La prairie automnale de cette campagne-là est composée d’un chatoiement de bruns et de gris, qui se couchent sous la brosse du pinceau de l’artiste comme sous le vent frisquet de l’automne. Sur ce fond terne et froid, s’affichent les mines perplexes de drôles de volatiles, émergeant de l’herbe. Leurs plumes volètent, comme échappées d’un oreiller, l’écho de leur désarroi, et leurs larges becs plats et surtout très orange, leur confèrent autant de caractère et d’individualité que ceux qu’on se plaît à remarquer en détaillant une photo de groupe. La cocasserie de leur allure prête instantanément à rire : Katerina Sad joue de ce paradoxe, avec maestria, comme Helen Oxenbury alliée à Martin Waddell dans l’inénarrable Canard fermier.
La situation est dramatique, les canards promis à un sort funeste, et pourtant l’artiste choisit d’en donner un tableau complètement inverse. Les canards sont de grandes et comiques silhouettes blanches et duveteuses, au cou interminable ; après avoir cédé à un moment de découragement bien naturel en s’étalant toutes ailes répandues sur le pré brunâtre de la double-page, ils vont aussitôt se reprendre et imaginer des solutions pour s’en sortir. Très astucieusement, l’idée de départ un peu saugrenue de leur faire apprendre l’écriture devient un ressort artistique pour l’artiste.
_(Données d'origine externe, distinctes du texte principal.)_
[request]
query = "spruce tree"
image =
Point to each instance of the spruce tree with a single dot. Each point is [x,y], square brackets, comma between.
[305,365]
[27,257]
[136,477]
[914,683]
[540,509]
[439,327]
Les évènements s’enchaînent et la nature s’illumine de quelques corolles, fleurs roses des chardons, fleurs d’encre des tentatives d’écriture de la cohorte toute en bec. Chaque double-page est un rebondissement et une nouvelle occasion de s’amuser pour le lecteur. Les couleurs vives reprennent le dessus, le soleil apparaît, un hérisson au ventre rose est tout couronné de petites pommes rouges, jaunes, aux feuilles vertes : grâce à lui, les canards vont reprendre espoir et voler avec allégresse en bousculant les pommiers alentour, ce qui les auréole d’un nuage de petites feuilles posées par Katerina Sad sur le ciel clair comme une nuée virevoltante. Enfin l’artiste découvre pour le jeune lecteur émerveillé un bestiaire poétique, la masse pataude d’un ours brun, le nez pointu d’un renard farouche, et enfin les grandes oreilles du lapin bleu de la couverture.
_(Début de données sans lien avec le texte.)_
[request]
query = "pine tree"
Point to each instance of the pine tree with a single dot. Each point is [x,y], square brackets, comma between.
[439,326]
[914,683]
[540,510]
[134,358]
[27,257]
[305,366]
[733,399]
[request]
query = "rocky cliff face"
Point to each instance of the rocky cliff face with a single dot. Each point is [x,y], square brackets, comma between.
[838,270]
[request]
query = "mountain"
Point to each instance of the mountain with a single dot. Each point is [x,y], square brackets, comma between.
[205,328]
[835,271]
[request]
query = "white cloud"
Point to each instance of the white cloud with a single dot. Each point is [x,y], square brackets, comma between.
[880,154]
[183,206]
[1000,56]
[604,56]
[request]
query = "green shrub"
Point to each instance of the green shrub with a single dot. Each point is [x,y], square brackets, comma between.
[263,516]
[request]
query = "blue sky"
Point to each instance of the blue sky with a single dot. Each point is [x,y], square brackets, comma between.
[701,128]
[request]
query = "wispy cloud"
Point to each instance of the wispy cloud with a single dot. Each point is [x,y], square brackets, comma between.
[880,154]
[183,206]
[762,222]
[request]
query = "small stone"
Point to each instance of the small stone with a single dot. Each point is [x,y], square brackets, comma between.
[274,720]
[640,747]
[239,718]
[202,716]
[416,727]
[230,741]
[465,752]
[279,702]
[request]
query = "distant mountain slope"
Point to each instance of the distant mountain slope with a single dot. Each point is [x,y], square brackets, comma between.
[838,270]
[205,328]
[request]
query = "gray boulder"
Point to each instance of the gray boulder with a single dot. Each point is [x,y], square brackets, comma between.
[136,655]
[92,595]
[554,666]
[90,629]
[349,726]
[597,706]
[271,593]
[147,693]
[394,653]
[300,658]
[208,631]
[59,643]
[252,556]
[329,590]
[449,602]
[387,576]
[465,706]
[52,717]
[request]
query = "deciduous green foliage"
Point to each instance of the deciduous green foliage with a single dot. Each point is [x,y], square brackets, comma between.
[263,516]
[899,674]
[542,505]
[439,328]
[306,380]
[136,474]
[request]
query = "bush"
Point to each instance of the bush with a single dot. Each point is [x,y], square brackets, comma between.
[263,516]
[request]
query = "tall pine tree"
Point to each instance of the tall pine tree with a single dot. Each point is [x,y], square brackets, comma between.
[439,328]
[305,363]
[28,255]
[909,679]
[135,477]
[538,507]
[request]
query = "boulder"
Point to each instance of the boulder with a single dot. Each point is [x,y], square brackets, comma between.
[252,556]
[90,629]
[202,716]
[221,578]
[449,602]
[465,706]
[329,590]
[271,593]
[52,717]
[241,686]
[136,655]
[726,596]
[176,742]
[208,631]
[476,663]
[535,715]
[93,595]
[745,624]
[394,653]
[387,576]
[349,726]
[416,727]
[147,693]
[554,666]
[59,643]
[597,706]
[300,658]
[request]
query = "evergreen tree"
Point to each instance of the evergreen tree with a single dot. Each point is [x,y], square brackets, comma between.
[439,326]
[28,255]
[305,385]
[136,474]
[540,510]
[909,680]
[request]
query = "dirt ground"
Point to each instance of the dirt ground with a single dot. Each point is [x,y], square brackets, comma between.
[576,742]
La couleur est revenue, le monde n’a plus rien de lugubre, car la réussite est totale dans la ferme des canards qui peuvent désormais affronter même l’hiver et la neige, dernier clin d’œil de Katerina Sad qui reste fidèle à l’esprit de son projet : comment dans un univers a priori difficile, l’esprit d’entreprise, l’imagination et l’humour peuvent faire naître l’idée du siècle !
Un album tout en contrastes, tonique et bienfaisant, qui permet aussi de (re)découvrir les œuvres de prédécesseurs inoubliables.
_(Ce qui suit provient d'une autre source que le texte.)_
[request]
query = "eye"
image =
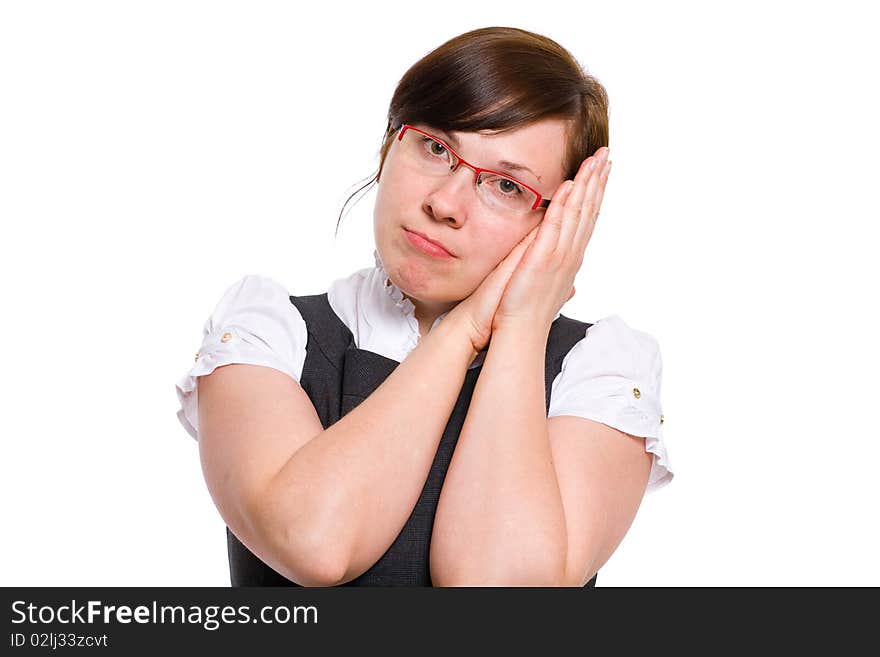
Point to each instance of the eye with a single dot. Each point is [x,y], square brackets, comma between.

Présentation par l'éditeur
Lorsqu’une ferme perd son propriétaire, les canards qui y vivent commencent à penser à leur avenir. Ils décident d’écrire une annonce, indiquant qu’ils recherchent un nouveau propriétaire, mais comme ils ne savent pas écrire, ils doivent apprendre à le faire. A travers cette histoire merveilleuse et pleine d’humour, les lecteurs apprendront que chacun a en lui des ressources et qu’il y a toujours un moyen de sortir d’une situation difficile.